Ces normes ne concernent pas seulement la protection de ceux qui travaillent sur le chantier, mais également les dispositions à prendre pour protéger les alentours et ceux qui sont devenus par la force des choses des riverains, le temps que ces entreprises remballent matériels, engins et autres outils plus ou moins dangereux.
Il y a toujours risque..
Pour illustrer les entorses à la réglementation régissant ces chantiers qui se trouvent ou qui émergent un peu partout, il suffit de se rendre dans n'importe quelle cité, ville ou gouvernorat. Les exemples ne manquent pas. Pour en avoir idée, il n'y a qu'à lever la tête pour voir au deuxième, quatrième ou sixième étage l'échafaudage mis en place pour le badigeonnage d'un immeuble.
A ces hauteurs vertigineuses, aucun système de protection. Le ou les ouvriers, le dos dans le vide, évoluent sans peur et sans reproche de la part du chef de chantier. Comment ces hommes, qui sont généralement chefs ou soutiens de famille, acceptent-ils de travailler dans ces conditions incroyables, intenables, inhumaines.
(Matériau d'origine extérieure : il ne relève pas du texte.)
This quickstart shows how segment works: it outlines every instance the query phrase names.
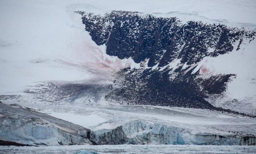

Notre passage pour voir ce qui se passe à une dizaine de kilomètres de la capitale a coïncidé avec la sortie d'un de ces ouvriers. Il se dirigeait vers l'arrêt du bus. Nous lui avons offert de le prendre en charge. Cela lui a délié la langue. «Je ne sais pas si je suis assuré. Personne ne m'a jamais parlé de cette histoire d'assurance. Je suis bien content de travailler et comme nous sommes payés régulièrement, j'envoie un peu d'argent à la famille. Personnellement, je ne suis pas assez qualifié pour travailler sur les échafaudages que l'on pose à l'extérieur pour la finition.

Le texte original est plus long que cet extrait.